Jun 10, 2015
For some, the Oil Bowl is one last chance to enjoy the glory of playing high school football. Others treat it as a tuneup to their college football careers.
For several players in the 2015 version of the Oil Bowl, this week is an opportunity to gauge what their surroundings will be like when they start college in the fall.
There are nine players on this year’s Oil Bowl rosters who officially signed to play at Midwestern State. Three are suiting up for the West Texas All-Stars, including Sulphur Springs offensive tackle Austan Davis, Burkburnett running back Marquis Askew and Vernon linebacker Zack McMahen.
The East Texas All-Stars feature six future Mustangs, including Terrell receiver Damon Moss, West Mesquite linebacker Charlie Franklin, Duncanville defensive linemen Jaylon Abdul-Karim and Quailon Haynes, DeSoto quarterback/defensive back Miles McBride and Van Alstyne tight end/defensive end Dalton Jones.
Two other members of the West — Wichita Falls High School’s B.J. Mayze and Alvord’s Joe Randall — list MSU as the college they’ll be attending in the fall.
“I get to spend the whole week here living in Pierce (Hall) where I’ll be living my first year of college,” said Davis, who moved to Wichita Falls from Sulphur Springs last week in preparation for college. “It’s great to experience a little bit of it. Get to play on the same field I’ll be playing on for the next five years. Practicing on the same field and everything. It’s a good experience.”
Abdul-Karim and Haynes spent the last four years as teammates playing the same position. It worked out so well for them at Duncanville they figured it could be a nice fit for college, too.

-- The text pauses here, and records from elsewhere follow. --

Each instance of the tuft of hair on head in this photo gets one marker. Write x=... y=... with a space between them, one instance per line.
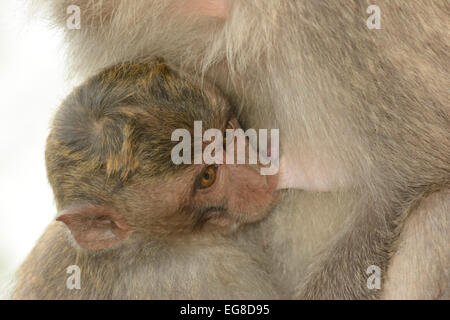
x=117 y=126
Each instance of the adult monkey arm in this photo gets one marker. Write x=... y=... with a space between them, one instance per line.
x=368 y=108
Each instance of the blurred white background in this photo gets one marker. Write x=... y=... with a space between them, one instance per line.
x=32 y=84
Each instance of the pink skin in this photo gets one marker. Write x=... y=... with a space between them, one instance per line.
x=306 y=174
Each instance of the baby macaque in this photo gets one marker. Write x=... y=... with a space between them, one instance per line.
x=136 y=224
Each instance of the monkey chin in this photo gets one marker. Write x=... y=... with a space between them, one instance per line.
x=229 y=222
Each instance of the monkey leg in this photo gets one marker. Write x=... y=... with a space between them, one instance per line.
x=420 y=269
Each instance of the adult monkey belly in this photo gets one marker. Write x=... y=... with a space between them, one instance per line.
x=363 y=117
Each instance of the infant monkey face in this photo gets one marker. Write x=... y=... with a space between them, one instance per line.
x=212 y=197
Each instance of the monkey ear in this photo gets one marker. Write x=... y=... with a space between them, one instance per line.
x=95 y=227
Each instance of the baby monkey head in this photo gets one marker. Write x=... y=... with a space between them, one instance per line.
x=109 y=161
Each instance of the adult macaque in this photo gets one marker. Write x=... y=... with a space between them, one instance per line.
x=137 y=225
x=363 y=117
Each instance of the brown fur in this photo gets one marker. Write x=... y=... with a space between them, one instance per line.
x=369 y=106
x=135 y=222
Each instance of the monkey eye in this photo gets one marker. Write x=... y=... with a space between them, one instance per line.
x=228 y=126
x=208 y=177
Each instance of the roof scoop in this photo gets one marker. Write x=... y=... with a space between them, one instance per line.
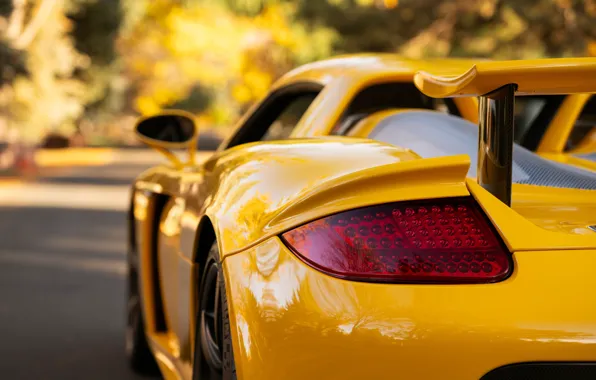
x=496 y=84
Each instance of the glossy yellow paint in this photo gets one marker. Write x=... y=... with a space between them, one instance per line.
x=538 y=76
x=293 y=322
x=290 y=321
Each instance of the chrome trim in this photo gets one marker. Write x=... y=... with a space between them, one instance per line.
x=495 y=141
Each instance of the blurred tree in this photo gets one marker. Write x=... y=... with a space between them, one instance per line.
x=95 y=62
x=177 y=45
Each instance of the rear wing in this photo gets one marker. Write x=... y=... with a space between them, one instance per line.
x=540 y=76
x=496 y=84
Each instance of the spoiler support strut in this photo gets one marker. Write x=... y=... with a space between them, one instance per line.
x=495 y=141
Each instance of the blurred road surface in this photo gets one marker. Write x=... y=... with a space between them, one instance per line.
x=62 y=265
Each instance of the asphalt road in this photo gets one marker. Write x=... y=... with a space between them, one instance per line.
x=62 y=266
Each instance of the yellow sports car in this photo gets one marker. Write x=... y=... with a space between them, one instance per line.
x=371 y=218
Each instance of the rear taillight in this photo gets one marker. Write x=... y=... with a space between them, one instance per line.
x=439 y=241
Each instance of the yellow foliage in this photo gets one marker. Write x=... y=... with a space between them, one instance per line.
x=206 y=44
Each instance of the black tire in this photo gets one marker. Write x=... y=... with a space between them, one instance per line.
x=213 y=355
x=138 y=353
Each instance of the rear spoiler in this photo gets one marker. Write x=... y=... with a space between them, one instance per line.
x=540 y=76
x=496 y=84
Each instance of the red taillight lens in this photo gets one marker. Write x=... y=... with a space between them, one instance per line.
x=440 y=241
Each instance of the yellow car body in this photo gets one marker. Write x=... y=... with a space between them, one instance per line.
x=558 y=133
x=291 y=321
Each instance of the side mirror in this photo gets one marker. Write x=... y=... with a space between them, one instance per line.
x=171 y=129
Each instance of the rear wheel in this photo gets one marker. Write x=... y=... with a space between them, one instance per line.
x=213 y=356
x=138 y=352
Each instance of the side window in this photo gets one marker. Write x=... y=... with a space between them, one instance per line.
x=282 y=127
x=584 y=129
x=278 y=114
x=384 y=96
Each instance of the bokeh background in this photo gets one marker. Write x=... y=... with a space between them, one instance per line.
x=83 y=70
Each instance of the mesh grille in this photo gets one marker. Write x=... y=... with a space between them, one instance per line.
x=432 y=134
x=543 y=172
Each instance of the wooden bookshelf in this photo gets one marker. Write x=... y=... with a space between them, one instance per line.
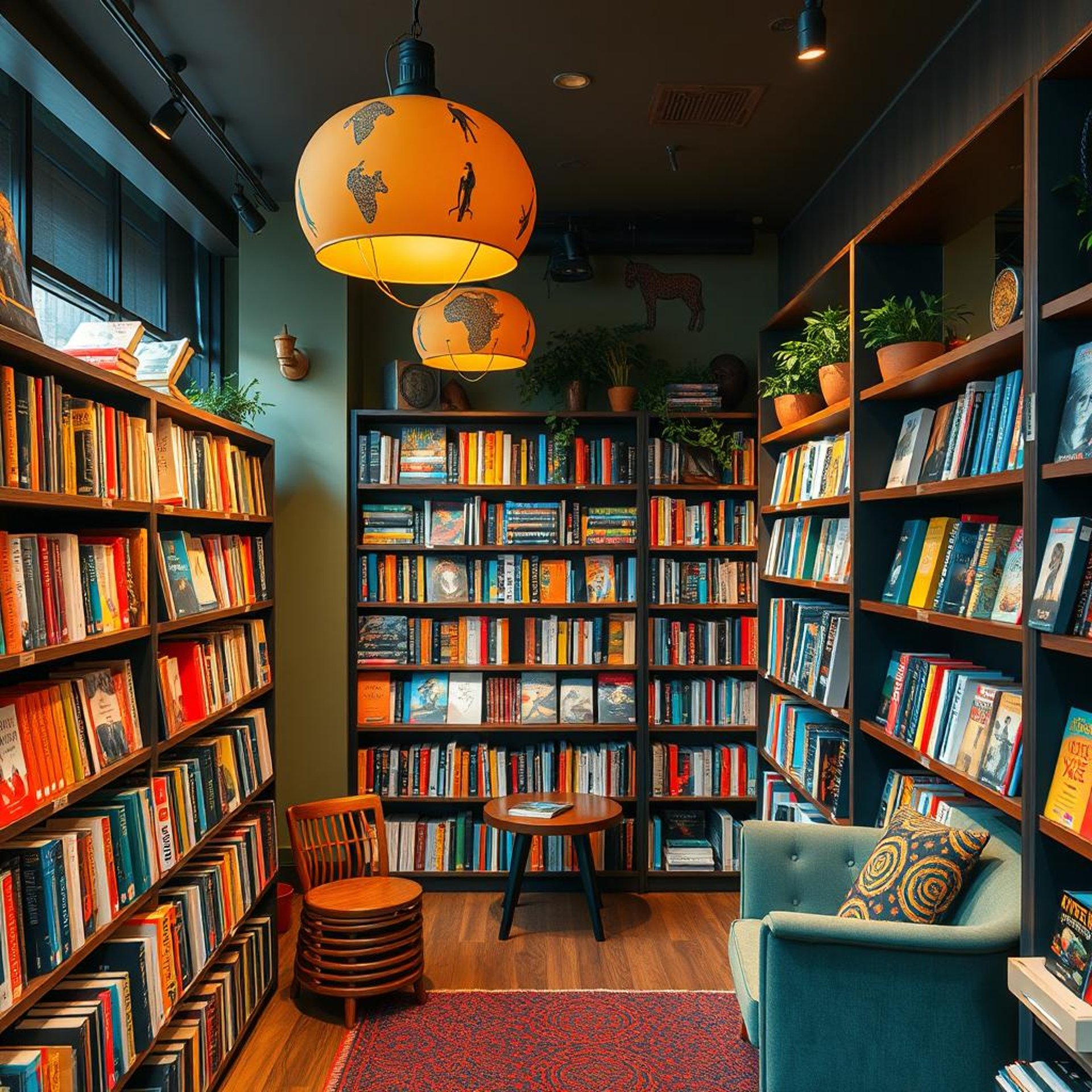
x=635 y=428
x=1003 y=631
x=1010 y=805
x=139 y=644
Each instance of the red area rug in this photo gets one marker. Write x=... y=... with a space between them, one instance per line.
x=527 y=1041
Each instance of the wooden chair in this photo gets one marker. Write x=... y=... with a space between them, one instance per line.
x=361 y=929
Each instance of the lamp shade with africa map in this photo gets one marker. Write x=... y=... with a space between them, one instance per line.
x=474 y=330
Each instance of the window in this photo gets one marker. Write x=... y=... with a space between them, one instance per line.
x=96 y=247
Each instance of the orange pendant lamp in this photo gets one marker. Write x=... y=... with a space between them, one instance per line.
x=414 y=188
x=474 y=329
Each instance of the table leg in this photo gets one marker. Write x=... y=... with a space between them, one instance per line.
x=584 y=846
x=520 y=850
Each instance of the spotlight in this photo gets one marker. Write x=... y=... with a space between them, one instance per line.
x=166 y=121
x=249 y=217
x=812 y=32
x=572 y=262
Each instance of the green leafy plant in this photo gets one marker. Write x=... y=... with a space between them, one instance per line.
x=230 y=401
x=896 y=321
x=604 y=353
x=825 y=340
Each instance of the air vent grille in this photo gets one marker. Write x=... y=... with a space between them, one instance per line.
x=704 y=104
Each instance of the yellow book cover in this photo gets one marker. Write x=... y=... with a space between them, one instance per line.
x=928 y=577
x=1072 y=785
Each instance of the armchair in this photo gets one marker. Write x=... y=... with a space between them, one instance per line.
x=839 y=1005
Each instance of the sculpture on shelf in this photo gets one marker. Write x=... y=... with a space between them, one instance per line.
x=657 y=286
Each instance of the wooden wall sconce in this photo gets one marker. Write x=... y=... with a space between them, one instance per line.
x=295 y=364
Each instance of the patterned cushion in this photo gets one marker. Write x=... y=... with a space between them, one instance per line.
x=915 y=873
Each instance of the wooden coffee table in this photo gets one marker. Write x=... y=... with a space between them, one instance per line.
x=589 y=814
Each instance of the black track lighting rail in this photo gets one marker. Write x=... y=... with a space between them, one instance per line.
x=125 y=18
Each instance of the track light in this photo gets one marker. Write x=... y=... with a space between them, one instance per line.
x=166 y=121
x=249 y=217
x=812 y=32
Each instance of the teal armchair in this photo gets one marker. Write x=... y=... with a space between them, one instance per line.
x=839 y=1005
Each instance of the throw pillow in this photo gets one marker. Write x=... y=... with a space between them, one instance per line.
x=915 y=873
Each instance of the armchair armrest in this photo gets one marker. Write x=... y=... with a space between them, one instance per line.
x=801 y=867
x=995 y=936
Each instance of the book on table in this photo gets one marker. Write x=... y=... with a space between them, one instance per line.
x=539 y=809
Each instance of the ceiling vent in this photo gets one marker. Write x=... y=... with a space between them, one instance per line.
x=705 y=104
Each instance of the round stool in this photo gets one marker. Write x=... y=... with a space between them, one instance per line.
x=361 y=937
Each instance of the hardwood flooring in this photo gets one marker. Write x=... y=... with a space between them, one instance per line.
x=655 y=942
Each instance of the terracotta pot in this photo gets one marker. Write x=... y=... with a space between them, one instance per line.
x=576 y=396
x=834 y=380
x=622 y=399
x=793 y=408
x=896 y=359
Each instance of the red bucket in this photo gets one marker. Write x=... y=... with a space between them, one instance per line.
x=284 y=894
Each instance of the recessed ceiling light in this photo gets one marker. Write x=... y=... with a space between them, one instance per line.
x=573 y=81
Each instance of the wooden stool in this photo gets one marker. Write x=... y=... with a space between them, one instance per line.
x=361 y=930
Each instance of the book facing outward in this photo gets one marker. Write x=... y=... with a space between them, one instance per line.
x=539 y=809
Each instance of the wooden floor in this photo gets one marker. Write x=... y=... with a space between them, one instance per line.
x=655 y=942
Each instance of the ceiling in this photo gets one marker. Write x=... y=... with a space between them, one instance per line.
x=278 y=69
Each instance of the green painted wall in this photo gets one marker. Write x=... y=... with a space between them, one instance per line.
x=279 y=281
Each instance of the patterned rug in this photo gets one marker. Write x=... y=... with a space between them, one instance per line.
x=531 y=1041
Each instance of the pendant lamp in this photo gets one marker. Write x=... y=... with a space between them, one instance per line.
x=414 y=188
x=474 y=329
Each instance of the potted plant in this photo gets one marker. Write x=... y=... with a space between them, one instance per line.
x=824 y=345
x=905 y=334
x=794 y=384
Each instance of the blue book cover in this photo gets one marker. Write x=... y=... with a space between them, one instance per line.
x=904 y=564
x=1000 y=451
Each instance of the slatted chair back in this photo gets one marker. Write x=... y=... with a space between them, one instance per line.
x=338 y=840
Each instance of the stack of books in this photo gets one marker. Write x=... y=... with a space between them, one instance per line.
x=58 y=732
x=803 y=547
x=697 y=582
x=56 y=442
x=980 y=433
x=808 y=648
x=674 y=521
x=959 y=712
x=713 y=770
x=507 y=578
x=813 y=471
x=813 y=747
x=702 y=702
x=971 y=567
x=61 y=588
x=109 y=345
x=682 y=398
x=210 y=573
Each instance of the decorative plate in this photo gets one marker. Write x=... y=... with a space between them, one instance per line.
x=1006 y=300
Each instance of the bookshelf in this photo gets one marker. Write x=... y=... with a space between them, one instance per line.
x=27 y=511
x=636 y=429
x=1007 y=167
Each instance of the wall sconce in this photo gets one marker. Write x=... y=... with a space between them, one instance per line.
x=295 y=364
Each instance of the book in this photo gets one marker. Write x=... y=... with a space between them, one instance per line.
x=1064 y=560
x=1067 y=802
x=539 y=809
x=1075 y=433
x=910 y=449
x=537 y=698
x=1010 y=603
x=428 y=698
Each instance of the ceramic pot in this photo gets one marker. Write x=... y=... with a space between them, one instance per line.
x=622 y=399
x=834 y=382
x=896 y=359
x=576 y=396
x=793 y=408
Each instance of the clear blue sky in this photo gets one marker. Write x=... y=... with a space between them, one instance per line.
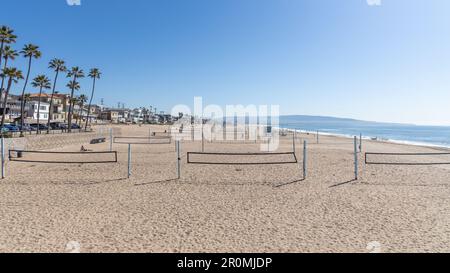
x=319 y=57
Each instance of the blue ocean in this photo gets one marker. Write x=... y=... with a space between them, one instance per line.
x=402 y=133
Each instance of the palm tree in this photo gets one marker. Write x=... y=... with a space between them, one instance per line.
x=29 y=51
x=75 y=73
x=8 y=54
x=14 y=76
x=6 y=37
x=41 y=82
x=94 y=74
x=57 y=65
x=82 y=99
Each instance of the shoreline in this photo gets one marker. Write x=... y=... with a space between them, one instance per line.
x=369 y=138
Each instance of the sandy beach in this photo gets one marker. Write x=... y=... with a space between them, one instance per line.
x=219 y=208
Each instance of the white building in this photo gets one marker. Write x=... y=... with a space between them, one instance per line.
x=43 y=112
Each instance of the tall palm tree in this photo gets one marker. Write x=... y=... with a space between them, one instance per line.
x=6 y=37
x=13 y=75
x=42 y=82
x=8 y=54
x=94 y=74
x=57 y=65
x=29 y=51
x=82 y=99
x=74 y=73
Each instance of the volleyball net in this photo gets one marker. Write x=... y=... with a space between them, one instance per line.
x=50 y=157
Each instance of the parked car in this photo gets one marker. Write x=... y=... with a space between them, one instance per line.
x=26 y=128
x=41 y=127
x=58 y=126
x=12 y=128
x=76 y=126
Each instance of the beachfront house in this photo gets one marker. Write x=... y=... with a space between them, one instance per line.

“We do everything together. That’s my brother,” Abdul-Karim said of Haynes. “We’re going to come up here, we’re going to redshirt together, we’re going to play together, we’re going to work out together.”
“It’s a little preview of what it will be like to play here,” Haynes added. “Freshman year I started getting to know (Jaylon) playing the same position together and everything. It just built a bond. Come closer to signing day we decided we’d like to play together in college.”
Davis, Abdul-Karim and Haynes each said their interaction with Bill Maskill and his coaching staff had a major influence on their decision to sign with MSU.
“I visited a lot of schools and had a lot of offers, but when I visited here it felt like home,” Davis said. “It was the right distance away from home. I loved the campus and loved coach Maskill. He’s real old school. I like that old-school mentality he has. The coaching staff here reminds me so much of mine (in Sulphur Springs) it’s unreal.”
It was Davis’ head coach at Sulphur Springs, Greg Owens, who ultimately convinced him he should play in the Oil Bowl.
“He played in the Oil Bowl about 25 years ago,” Davis said. “He was the one who came to me and asked me if I wanted to play in it. I was already going to be living here so why not.”
While Davis can call Abdul-Karim and Haynes teammates in the fall, there’s a good chance he’ll be lining up across from one of both of those guys during Saturday’s game. And for at least one day, he’s going to be trying to beat his future teammates.
“I’m a competitor. I like to compete,” Davis said. “I want to have fun, but I want a W. It’s a lot more fun to win.”